Wednesday, April 25, 2007

What Dawkins Didn't Say

Below is Richard Dawkins on The O'Reilly Factor, aired on Monday, April 23.



Basically, O'Reilly's argument for the existence of God is that nature/the universe is complex, therefore something must have created it. In other words, complexity requires a designer. Dawkins' only response to this was that science is “working on it.”

What he neglected to point out was that even if science had no idea of how to explain the complexity, there is still no particular reason to believe in God. If complexity requires a creator, then wouldn't that creator also be complex thus require a creator himself? The ultimate question is: why does anything exist? Introducing God into the question serves no explanatory purpose.

I was disappointed that Dawkins failed to rebut O'Reilly's argument. He hurt atheism's intellectual credibility. Although, this aired on Foxnews, so it doesn't really matter that much.

6 comments:

stephen said...

The fact that there is life is reason to believe in god, our solar system is specifically, precisesly geared to cultivate life on earth. Things arent randomly, functionlessly scattered. There is reason and purpose, and the spirit(s) behind it are evermore subtle.

Michael said...

The existence and evolution of life can be scientifically explained.

Now you say our environment is so precisely right for us that someone had to make it that way? What if the environment were different from what it is? Perhaps different beings would be saying the same thing you are saying. You're like the number 3 marveling at how perfectly numbers 1 and 2 add up.
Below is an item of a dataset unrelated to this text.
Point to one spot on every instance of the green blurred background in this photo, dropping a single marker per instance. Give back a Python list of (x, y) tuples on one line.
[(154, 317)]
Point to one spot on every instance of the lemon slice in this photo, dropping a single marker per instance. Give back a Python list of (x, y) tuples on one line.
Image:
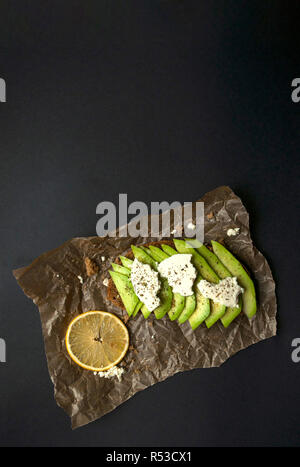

You have it backwards. We are the products of our environment, not the other way around.

As far as spirits go, there is no evidence of such.

stephen said...

its more remarkable than that, think of what those numbers represent.

i never said we produced what caused us.

Anonymous said...

We are but a single spec in the ever expanding universe, what is to say that there are not other places where life exists, we can't deny the possibility, we are too ignorant.

But how does something come from nothing? How does anything at all exist? Before humans, dinosaurs, plants, planets, solar systems, stars, asteroids. How does something materialize from nothing? Where does time begin? How? We can't really answer these things with conviction. Perhaps a believer is just as ignorant as a non-believer if not for the simple fact that we cannot answer with the conviction of logic the existence of god. And the conviction of faith is seemingly empty in such matters, all the faith in the world cannot will something into fact and everyone's religion can't be the one and only. We should be open to the possibility of the existence of a god, and the possibility that there is no god or afterlife, we really don't know until we die, and then even still we may not know.
--Jon (Agnostic)

Michael said...

You ask a very important question- how does anything exist at all -which must also be applied to God as well.

If complexity requires a designer, then wouldn't the designer also have to be complex thus require a designer himself?

Indeed I do accept the possibility that God exists, but as of now there is no evidence or logical argument which supports this thesis.

Anonymous said...

Absolutely I apply that question to God as well, and it never fails to baffle me. Either way life is just mind blowing.